The legislation also calls for providers of advanced diagnostic imaging services to be accredited to receive payment for the technical component of those services and establishes a two-year voluntary demonstration program to test the use of physician developed appropriateness criteria.
Not ‘if’, but ‘when’
These actions by private and public healthcare payors are a clear indication that mandatory accreditation of cardiac imaging facilities and personnel is no longer a question of if, but rather of when. As such, savvy cardiovascular administrators and business managers who have not yet accredited their facilities would be prudent in developing an accreditation strategy for their practice.
Once accredited by an IAC organization or ACR, a facility is approved to promote that designation to the public and its referring physician base.

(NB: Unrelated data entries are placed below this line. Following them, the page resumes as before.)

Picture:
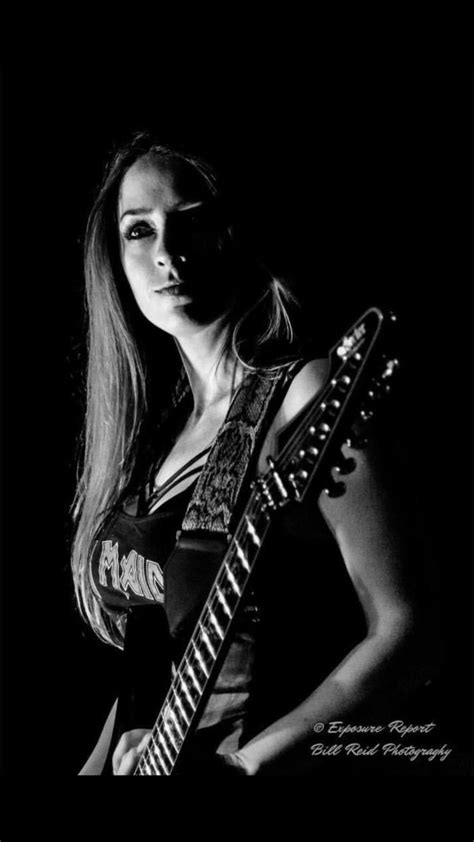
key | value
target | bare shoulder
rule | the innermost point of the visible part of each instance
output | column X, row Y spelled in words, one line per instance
column 305, row 386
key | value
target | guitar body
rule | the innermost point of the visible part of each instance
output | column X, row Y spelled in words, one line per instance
column 202, row 628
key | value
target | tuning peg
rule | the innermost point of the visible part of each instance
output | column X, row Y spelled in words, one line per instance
column 356, row 442
column 334, row 489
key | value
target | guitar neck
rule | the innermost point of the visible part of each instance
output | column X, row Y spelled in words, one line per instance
column 197, row 669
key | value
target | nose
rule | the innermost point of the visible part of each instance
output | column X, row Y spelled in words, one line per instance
column 168, row 253
column 164, row 256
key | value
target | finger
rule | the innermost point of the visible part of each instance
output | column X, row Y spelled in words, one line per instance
column 128, row 763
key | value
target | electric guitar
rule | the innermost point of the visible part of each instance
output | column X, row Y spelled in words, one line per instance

“If a facility is not accredited, I think it does give [consumers] pause,” notes John R. Florio, executive director of cardiovascular services at the University of Kansas Hospital, in Kansas City, Kan. “There are a number of ways that people get to your doors, and the public is becoming more educated, even if they don’t understand all of it. Physicians in the community form an opinion as well if a hospital’s not doing a good job. They have lots of other choices where they can practice.”